There was no need for Kingsley to follow them, as he knew that these undead would "set up shop" in the market square, and gather in the "undead-only area" in the market square in a noisy manner. Some would set up stalls to do business like humans, and some would fight each other (that is, to compete with each other).
Most of the time, the undead don't often move around in the city; but when they do appear, they are always so eye-catching that you can't ignore them even if you want to...
Not long after this group of undead "passed by", Kingsley could clearly see that the foreign merchants and mercenaries who came to the Civic Square to play and relax had become more peaceful and their attitudes when communicating with the locals were more friendly.
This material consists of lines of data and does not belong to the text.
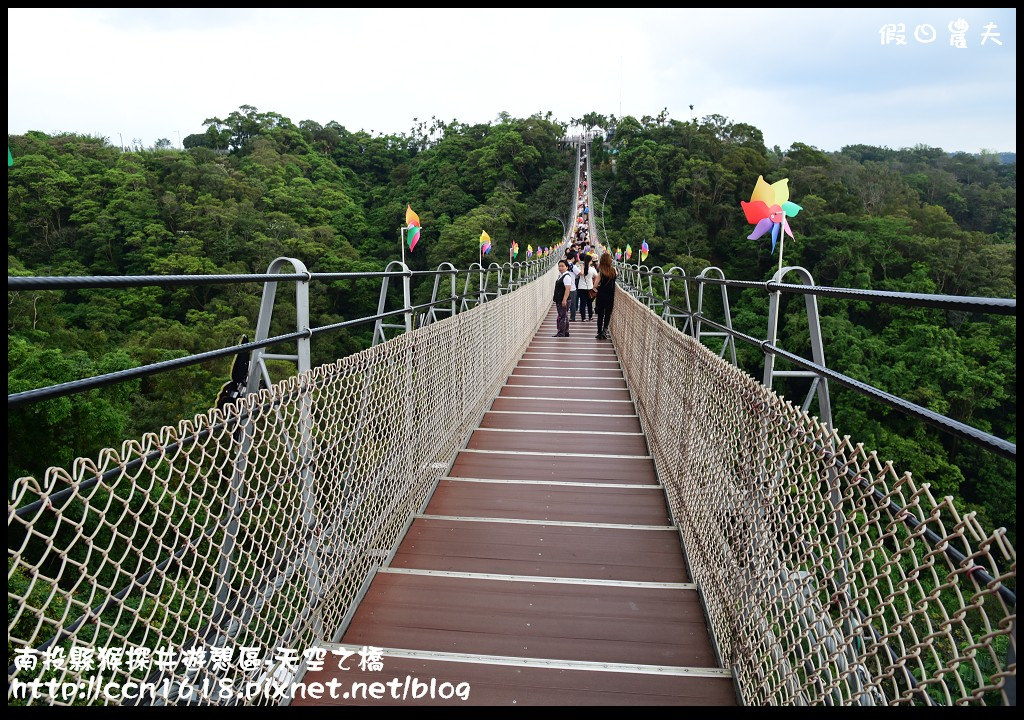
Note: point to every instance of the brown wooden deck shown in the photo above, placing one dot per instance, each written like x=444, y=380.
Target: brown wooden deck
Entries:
x=545, y=568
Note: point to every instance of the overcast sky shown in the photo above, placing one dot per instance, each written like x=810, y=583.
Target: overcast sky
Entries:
x=820, y=77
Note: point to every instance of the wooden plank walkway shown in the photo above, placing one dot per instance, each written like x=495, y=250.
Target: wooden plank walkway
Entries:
x=545, y=568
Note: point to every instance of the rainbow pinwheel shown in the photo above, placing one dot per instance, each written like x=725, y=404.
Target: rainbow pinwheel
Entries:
x=412, y=227
x=768, y=209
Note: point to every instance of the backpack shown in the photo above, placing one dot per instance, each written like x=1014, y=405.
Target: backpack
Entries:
x=559, y=293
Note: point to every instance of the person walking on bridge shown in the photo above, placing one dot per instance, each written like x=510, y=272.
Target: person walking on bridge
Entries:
x=563, y=286
x=605, y=284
Kingsley rubbed his face silently.
Three hundred years ago, the black-haired boy who knew nothing about the ways of the world and couldn't even speak the common language was picked up at the border of the Rhine Kingdom. After stumbling over the language for several months and finally being able to speak fluently, he insisted on telling Kingsley that he came from a world without supernatural beings, professional strongmen, or gods or sects, and that ordinary people could live well on their own.
Kingsley certainly didn't believe it. He just suspected that this boy with good mental talent he picked up was mentally ill.
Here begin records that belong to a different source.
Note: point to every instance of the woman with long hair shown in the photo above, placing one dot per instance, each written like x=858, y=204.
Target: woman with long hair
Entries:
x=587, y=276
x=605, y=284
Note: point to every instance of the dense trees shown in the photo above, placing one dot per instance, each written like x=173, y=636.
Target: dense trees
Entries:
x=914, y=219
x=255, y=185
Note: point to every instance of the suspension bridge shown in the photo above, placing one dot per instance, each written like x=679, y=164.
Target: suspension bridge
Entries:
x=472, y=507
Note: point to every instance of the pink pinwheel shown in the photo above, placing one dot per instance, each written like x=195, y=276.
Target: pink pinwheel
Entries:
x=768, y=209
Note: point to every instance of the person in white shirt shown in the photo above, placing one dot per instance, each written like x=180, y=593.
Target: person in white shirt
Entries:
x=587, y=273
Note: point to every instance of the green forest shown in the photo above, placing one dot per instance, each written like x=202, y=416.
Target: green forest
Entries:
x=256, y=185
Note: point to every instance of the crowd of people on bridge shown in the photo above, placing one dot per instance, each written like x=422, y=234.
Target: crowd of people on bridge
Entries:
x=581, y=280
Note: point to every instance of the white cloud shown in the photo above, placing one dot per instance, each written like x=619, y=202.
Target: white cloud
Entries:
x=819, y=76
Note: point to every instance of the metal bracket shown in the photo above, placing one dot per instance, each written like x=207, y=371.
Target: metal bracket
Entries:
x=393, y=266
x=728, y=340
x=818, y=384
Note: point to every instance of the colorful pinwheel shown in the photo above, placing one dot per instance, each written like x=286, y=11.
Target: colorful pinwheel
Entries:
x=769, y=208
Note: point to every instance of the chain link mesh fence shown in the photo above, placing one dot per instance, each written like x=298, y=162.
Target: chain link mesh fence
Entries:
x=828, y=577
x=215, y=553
This brat grew up, his powerful talent for mental resistance was revealed, and he understood the ways of the world. He finally stopped saying crazy things like the world doesn't need supernatural beings or cults of gods. Just because a spellcaster doesn't pray to God doesn't mean that he's crazy enough to think that the gods can be destroyed. The old gods who were defeated in the War of the Gods merely lost their divinity and were exiled to the void, and cannot be destroyed by the new gods.
But this brat was still very arrogant, and arrogantly declared to his teacher that he believed that the power rules established by people were wrong and needed to be revised; people or extraordinary creatures with extraordinary abilities should serve the people even more, and only when the masses, who are the foundation of all extraordinary things, are treated correctly, will the so-called extraordinary people have the possibility to go further and touch the boundary of truth.
Today, teacher Kingsley has not been able to advance to the next level at this dangerous moment when his life span is approaching, but Yang has already broken through the third door of truth that most spellcasters find difficult to cross.
"...This brat really wasn't bragging." Kingsley muttered with a complicated expression.